SIGNIFICANCE AND USE
5.1 The crystallinity of UHMWPE will influence its mechanical properties, such as creep and stiffness. The reported crystallinity will depend on the integration range used to determine the heat of fusion, and the theoretical heat of fusion of 100 % crystalline polyethylene used to calculate the percent crystallinity in an unknown specimen. Differential scanning calorimetry is an effective means of accurately measuring both heat of fusion and melting temperature.  
5.2 This test method is useful for both process control and research.
SCOPE
1.1 This quantitative test method discusses the measurement of the heat of fusion and the melting point of ultra-high molecular weight polyethylene (UHMWPE), and the subsequent calculation of the percentage of crystallinity. The method uses a differential scanning calorimeter and can be performed in the laboratory or in the field.  
1.2 This test method can be used for UHMWPE in powder form, consolidated form, finished product, or a used product. It can also be used for irradiated or chemically crosslinked UHMWPE.  
1.3 This test method does not suggest a desired range of crystallinity or melting points for specific applications.  

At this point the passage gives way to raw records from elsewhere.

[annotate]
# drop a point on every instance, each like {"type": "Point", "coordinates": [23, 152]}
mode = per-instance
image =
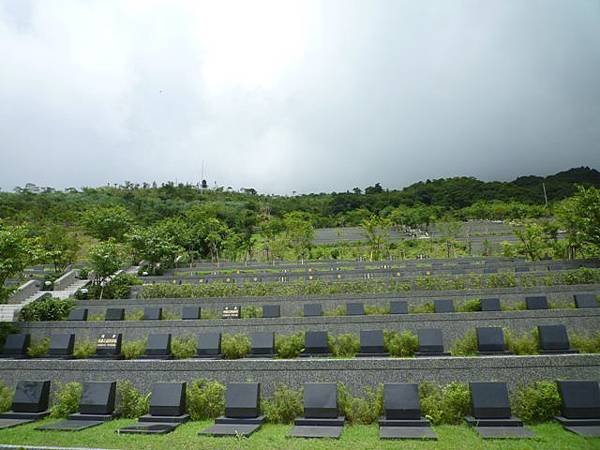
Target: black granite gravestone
{"type": "Point", "coordinates": [313, 310]}
{"type": "Point", "coordinates": [402, 411]}
{"type": "Point", "coordinates": [30, 403]}
{"type": "Point", "coordinates": [191, 313]}
{"type": "Point", "coordinates": [372, 343]}
{"type": "Point", "coordinates": [399, 307]}
{"type": "Point", "coordinates": [585, 301]}
{"type": "Point", "coordinates": [158, 346]}
{"type": "Point", "coordinates": [241, 417]}
{"type": "Point", "coordinates": [321, 419]}
{"type": "Point", "coordinates": [152, 313]}
{"type": "Point", "coordinates": [554, 339]}
{"type": "Point", "coordinates": [78, 314]}
{"type": "Point", "coordinates": [16, 346]}
{"type": "Point", "coordinates": [271, 311]}
{"type": "Point", "coordinates": [167, 410]}
{"type": "Point", "coordinates": [115, 314]}
{"type": "Point", "coordinates": [537, 302]}
{"type": "Point", "coordinates": [262, 344]}
{"type": "Point", "coordinates": [431, 342]}
{"type": "Point", "coordinates": [108, 346]}
{"type": "Point", "coordinates": [492, 418]}
{"type": "Point", "coordinates": [490, 304]}
{"type": "Point", "coordinates": [443, 306]}
{"type": "Point", "coordinates": [209, 345]}
{"type": "Point", "coordinates": [355, 309]}
{"type": "Point", "coordinates": [316, 343]}
{"type": "Point", "coordinates": [61, 346]}
{"type": "Point", "coordinates": [490, 341]}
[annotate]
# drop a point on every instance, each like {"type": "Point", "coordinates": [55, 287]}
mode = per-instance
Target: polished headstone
{"type": "Point", "coordinates": [371, 341]}
{"type": "Point", "coordinates": [271, 311]}
{"type": "Point", "coordinates": [490, 304]}
{"type": "Point", "coordinates": [262, 343]}
{"type": "Point", "coordinates": [115, 314]}
{"type": "Point", "coordinates": [98, 398]}
{"type": "Point", "coordinates": [191, 313]}
{"type": "Point", "coordinates": [152, 313]}
{"type": "Point", "coordinates": [242, 400]}
{"type": "Point", "coordinates": [61, 345]}
{"type": "Point", "coordinates": [355, 309]}
{"type": "Point", "coordinates": [536, 302]}
{"type": "Point", "coordinates": [585, 301]}
{"type": "Point", "coordinates": [78, 314]}
{"type": "Point", "coordinates": [490, 339]}
{"type": "Point", "coordinates": [209, 344]}
{"type": "Point", "coordinates": [443, 306]}
{"type": "Point", "coordinates": [313, 310]}
{"type": "Point", "coordinates": [399, 307]}
{"type": "Point", "coordinates": [16, 345]}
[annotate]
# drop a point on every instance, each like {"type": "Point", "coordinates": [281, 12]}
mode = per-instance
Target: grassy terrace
{"type": "Point", "coordinates": [548, 435]}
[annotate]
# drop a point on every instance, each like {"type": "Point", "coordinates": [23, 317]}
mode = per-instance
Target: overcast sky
{"type": "Point", "coordinates": [305, 96]}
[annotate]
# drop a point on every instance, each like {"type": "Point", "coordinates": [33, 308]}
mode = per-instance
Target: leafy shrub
{"type": "Point", "coordinates": [284, 406]}
{"type": "Point", "coordinates": [46, 309]}
{"type": "Point", "coordinates": [537, 402]}
{"type": "Point", "coordinates": [404, 344]}
{"type": "Point", "coordinates": [184, 347]}
{"type": "Point", "coordinates": [131, 403]}
{"type": "Point", "coordinates": [133, 349]}
{"type": "Point", "coordinates": [466, 346]}
{"type": "Point", "coordinates": [84, 349]}
{"type": "Point", "coordinates": [5, 397]}
{"type": "Point", "coordinates": [66, 400]}
{"type": "Point", "coordinates": [364, 410]}
{"type": "Point", "coordinates": [205, 399]}
{"type": "Point", "coordinates": [344, 345]}
{"type": "Point", "coordinates": [39, 348]}
{"type": "Point", "coordinates": [289, 346]}
{"type": "Point", "coordinates": [235, 346]}
{"type": "Point", "coordinates": [446, 405]}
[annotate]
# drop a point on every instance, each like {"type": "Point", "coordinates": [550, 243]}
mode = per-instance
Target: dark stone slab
{"type": "Point", "coordinates": [399, 307]}
{"type": "Point", "coordinates": [407, 433]}
{"type": "Point", "coordinates": [152, 313]}
{"type": "Point", "coordinates": [579, 399]}
{"type": "Point", "coordinates": [262, 343]}
{"type": "Point", "coordinates": [371, 341]}
{"type": "Point", "coordinates": [16, 345]}
{"type": "Point", "coordinates": [31, 396]}
{"type": "Point", "coordinates": [191, 313]}
{"type": "Point", "coordinates": [313, 310]}
{"type": "Point", "coordinates": [490, 340]}
{"type": "Point", "coordinates": [158, 346]}
{"type": "Point", "coordinates": [79, 314]}
{"type": "Point", "coordinates": [553, 338]}
{"type": "Point", "coordinates": [320, 400]}
{"type": "Point", "coordinates": [355, 309]}
{"type": "Point", "coordinates": [585, 301]}
{"type": "Point", "coordinates": [490, 304]}
{"type": "Point", "coordinates": [489, 400]}
{"type": "Point", "coordinates": [242, 400]}
{"type": "Point", "coordinates": [115, 314]}
{"type": "Point", "coordinates": [443, 306]}
{"type": "Point", "coordinates": [536, 302]}
{"type": "Point", "coordinates": [61, 345]}
{"type": "Point", "coordinates": [316, 342]}
{"type": "Point", "coordinates": [401, 401]}
{"type": "Point", "coordinates": [168, 399]}
{"type": "Point", "coordinates": [271, 311]}
{"type": "Point", "coordinates": [98, 398]}
{"type": "Point", "coordinates": [209, 345]}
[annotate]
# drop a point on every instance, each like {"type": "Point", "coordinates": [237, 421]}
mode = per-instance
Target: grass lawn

1.4 The values stated in SI units are to be regarded as standard. No other units of measurement are included in this standard.  
1.5 This standard does not purport to address all of the safety concerns, if any, associated with its use. It is the responsibility of the user of this standard to establish appropriate safety, health, and environmental practices and determine the applicability of regulatory limitations prior to use.  
1.6 This international standard was developed in accordance with internationally recognized principles on standardization established in the Decision on Principles for the Development of International Standards, Guides and Recommendations issued by the World Trade Organization Technical Barriers to Trade (TBT) Committee.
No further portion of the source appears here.